What's Wrong With My CRC?

Check out the (non) CRC implementation below. What's wrong with it?

I'm working on a connectivity library for IoT devices. A serious part of every communication protocol is the data integrity check. You send a collection of bytes to another machine and that machine has to know that there were no errors on the way. IP for example already has a good integrity check. The problem is that a TCP socket is basically a stream. This means that you don't really know when a buffer begins and ends. By using an integrity check we can verify that we are looking at full buffers.

The basic concept is to have some correlation between the first and the last byte. For example if first 2 bytes are length of the buffer and the last two bytes are 0x0102 then we can keep scanning the buffer until the first two bytes point to 0x0102. The problem is that every number we may choose can appear inside the buffer as part of the data. For example what if we have 10,000 bytes of 0x0102? We will find 0x0102, assume that it is the length, jump forward and find 0x0102. Magic number is probably one of the worst ways to go. Length is a characteristic of the buffer. We need to have another characteristic of the buffer at the end as well. The preferred method is to use all the data in the buffer to generate an integrity check value. For this there are commonly Checksum, XOR, CRC, and Hush. The question is how much CPU and RAM vs. the quality of error detection.

Checksum was originally a simple addition of all bytes (sum...). The problem is that 0x80+0x10 is the same as 0x10+0x80. This means that replacing one byte might be detected, but there is high probability that one or more bytes might compensate to get the same result. Here is another example: 0x10+0x20+0x30 has the same checksum as 0x60+0x00+0x00. Clearly a different buffer.

Using XOR is very simple and low cost for the CPU. The problem is that 0x80^0x80 is the same as 0x81^0x81. This means that one error in the buffer may be detected but there is good probability that a second error will hide the first. XOR is safe as long as there is only one error in each bit of all bytes (or any odd number of errors for any bit).

CRC - Cyclic Redundancy Check is probably the best way to go. There is a nice algorithm which I will detail below.
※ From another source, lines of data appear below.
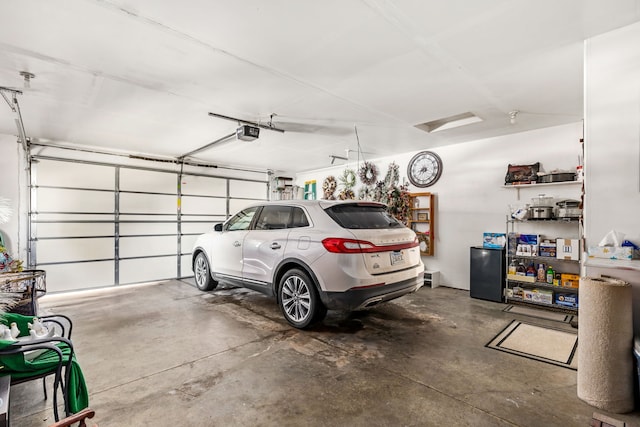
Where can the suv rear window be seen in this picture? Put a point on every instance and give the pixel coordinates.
(362, 216)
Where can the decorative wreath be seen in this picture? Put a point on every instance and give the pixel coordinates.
(348, 179)
(392, 178)
(346, 194)
(366, 192)
(368, 173)
(329, 187)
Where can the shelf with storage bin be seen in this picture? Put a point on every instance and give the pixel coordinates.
(421, 220)
(566, 184)
(566, 271)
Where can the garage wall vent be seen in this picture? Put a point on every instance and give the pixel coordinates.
(450, 122)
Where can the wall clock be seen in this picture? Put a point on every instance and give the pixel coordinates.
(424, 169)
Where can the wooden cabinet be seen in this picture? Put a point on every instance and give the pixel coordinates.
(421, 220)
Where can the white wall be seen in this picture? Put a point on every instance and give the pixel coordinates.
(471, 198)
(612, 147)
(14, 189)
(612, 134)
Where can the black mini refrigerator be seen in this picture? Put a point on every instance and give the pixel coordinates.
(487, 273)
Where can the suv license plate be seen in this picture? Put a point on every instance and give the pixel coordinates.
(396, 257)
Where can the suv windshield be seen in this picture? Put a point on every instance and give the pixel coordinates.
(362, 216)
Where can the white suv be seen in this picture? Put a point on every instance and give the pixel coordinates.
(312, 255)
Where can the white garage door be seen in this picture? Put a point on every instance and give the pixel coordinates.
(97, 225)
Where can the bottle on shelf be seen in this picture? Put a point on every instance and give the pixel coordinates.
(521, 270)
(551, 274)
(531, 270)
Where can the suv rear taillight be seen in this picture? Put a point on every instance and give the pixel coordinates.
(338, 245)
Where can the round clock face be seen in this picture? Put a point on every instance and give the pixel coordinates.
(424, 169)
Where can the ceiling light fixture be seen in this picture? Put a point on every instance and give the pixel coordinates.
(27, 78)
(449, 122)
(333, 158)
(512, 116)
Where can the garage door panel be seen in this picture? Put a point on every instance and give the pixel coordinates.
(147, 270)
(78, 217)
(56, 173)
(74, 229)
(247, 189)
(78, 207)
(148, 203)
(186, 244)
(198, 227)
(136, 228)
(207, 218)
(68, 200)
(88, 275)
(201, 185)
(69, 250)
(148, 181)
(192, 205)
(187, 269)
(147, 246)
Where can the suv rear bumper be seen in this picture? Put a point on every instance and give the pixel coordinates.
(356, 299)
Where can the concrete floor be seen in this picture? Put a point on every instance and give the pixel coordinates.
(168, 355)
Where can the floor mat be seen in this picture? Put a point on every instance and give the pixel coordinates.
(549, 345)
(542, 314)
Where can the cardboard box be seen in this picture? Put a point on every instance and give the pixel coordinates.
(567, 299)
(568, 249)
(613, 252)
(520, 278)
(494, 240)
(541, 296)
(517, 292)
(547, 249)
(528, 245)
(569, 280)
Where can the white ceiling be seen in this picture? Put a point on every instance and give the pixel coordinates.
(142, 75)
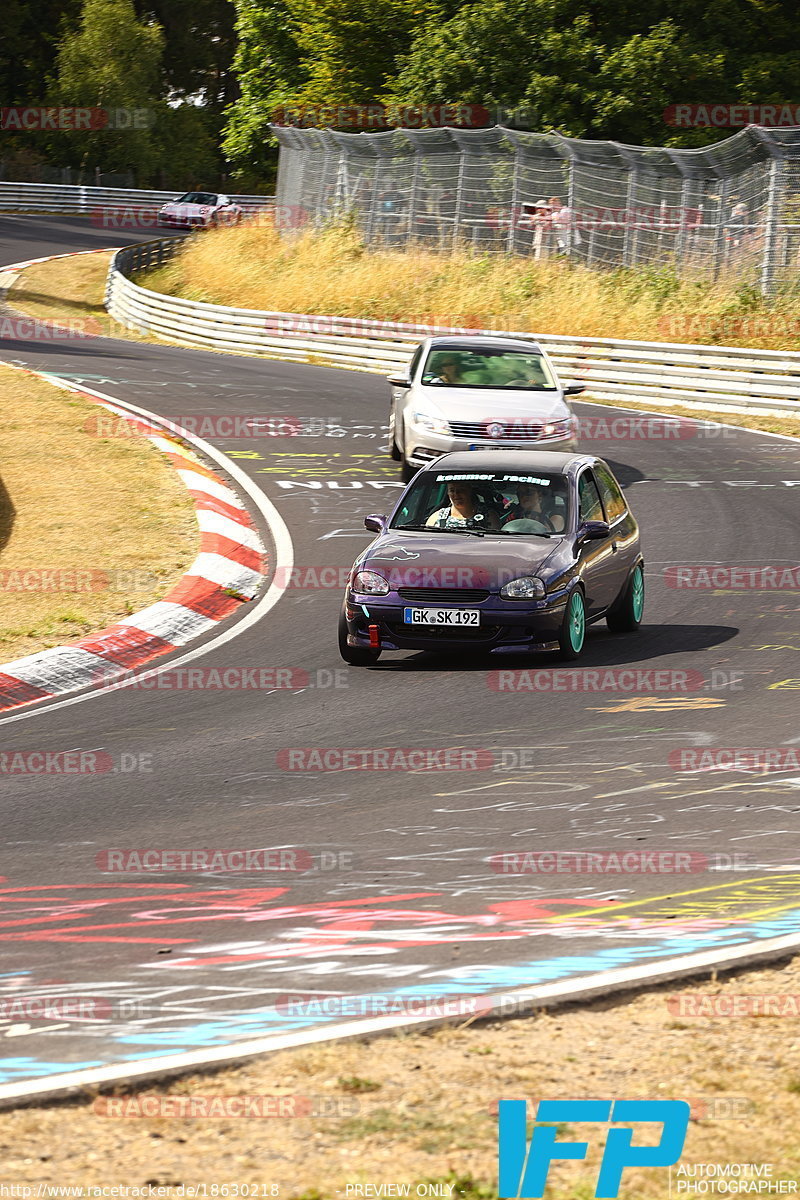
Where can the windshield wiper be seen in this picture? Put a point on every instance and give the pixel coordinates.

It is more expensive in CPU and RAM but much more reliable. Every error propagates to continually produce completely different numbers. It is very hard to compensate for one error with another error. If you have 0x12 instead of 0x10, there isn't only one number that has to change to a specific location to compensate. CRC16 means 16 bit number and CRC 32 means 32 bit number. This means that CRC16 is 1 in 64K probability that the buffer is correct. If a byte changed and caused a different CRC16 to be produced, it would take several different bytes to compensate for it because one byte cannot repair a 16 bit value.

Advanced Hush functions usually consume too much RAM and CPU but eventually the output number is what matters. if you have a 16 bit integrity value then even the best algorithm will not save you from a 1 : 64K ratio.

I googled "crc16 algorithm c" and found several results. The first to demonstrate the concept is here: http://www.nongnu.org/avr-libc/user-manual/group__util__crc.html

uint16_t crc16_update(uint16_t crc, uint8_t a)
{
   int i;
   crc ^= a;
   for (i = 0; i < 8; ++i)
   {
      if (crc & 1) crc = (crc >> 1) ^ 0xA001;
      else crc = (crc >> 1);
   }
   return crc;
}

This example is good because it shows you the cycles. For every bit we shift and based on a selected bit value we either xor with a magic number or not. This loop consumes CPU so we can actually prepare the result for every given byte in a lookup table as seen here: http://stackoverflow.com/questions/22432066/how-to-use-table-based-crc-16-code

unsigned int crctable[256] =
{
   0x0000, 0x1189 ........
};

while (len--)
{
   crc = (crc << 8) ^ crctable[((crc >> 8) ^ *c++)];
}

I tried to find something that I could use on an Arduino device without wasting CPU and without using a great portion of the device's memory. Here is what I got (translated from C# without compiling, I'll explain why below)

myCrc ^= *buffer++;
myCrc = (myCrc) ^ (myCrc << 5) ^ (myCrc << 8);

How is it possible that I don't know about such implementation and it does not come up as first hit in google search. What am I missing here?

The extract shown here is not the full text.